Associate Professor Robert Jones has more than 50 productions to his name as a filmmaker —and he’s not content to keep all that experience to himself.

Jones moved to Los Angeles in 1991 like so many before him with big dreams to become a famous director. And, like so many others, Jones found himself looking for a side gig to pay the bills until the red carpet came calling. Where his story departs from the usual is the side job he found: teaching.

“I was meant to move to Orlando and teach and do my own films on the side and it’s the best thing in the world for me” Jones said. “I learned a lot about myself, about filmmaking and teaching.”

Jones first joined the film industry as an independent filmmaker and has been teaching for over 50 years. He taught in almost every film school in LA after living there for six years, and was awarded the UCF TIP Award for outstanding teaching in 1996 when he began teaching in Florida.

The emphasis in his class is film analysis. By teaching students the methods and techniques Hollywood uses for narrative films, they can pick up those tools and implement them in their own film productions. Or, when the time is right, break the rules in creative ways.

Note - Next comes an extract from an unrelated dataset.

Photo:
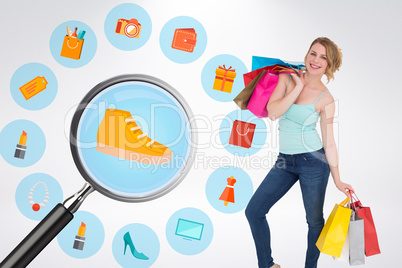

“To teach film well you need to know all the narrative skills as well as the production techniques of filmmaking and then be able to convey them to your students,” Jones said. “To be a good teacher you must know your material inside and out, then be able to communicate it to your students.”

Still making award-winning films, Jones knows his material “inside and out,” with his work acknowledged by film awards such as the Christopher Columbus Screenplay Discovery Award in 1998.

With no luck making film gigs in LA, Jones moved to Orlando to teach film at UCF. He then passed down the knowledge and experiences he gained while in LA to his students in the Film program.  While he comfortably sits in an expert chair, Jones is quick to point out that learning is a two-way street.

He recalls a conversation he had with a student and how she pointed out something in a film that he never thought about before.

“Both the experience of teaching and filmmaking are something you can learn from. They lead you to experiences that you are not expecting and often work out for the best,” Jones said. “I have learned that teaching is a calling and once called you are a teacher for life. It’s great if you embrace it, hell if you don’t.”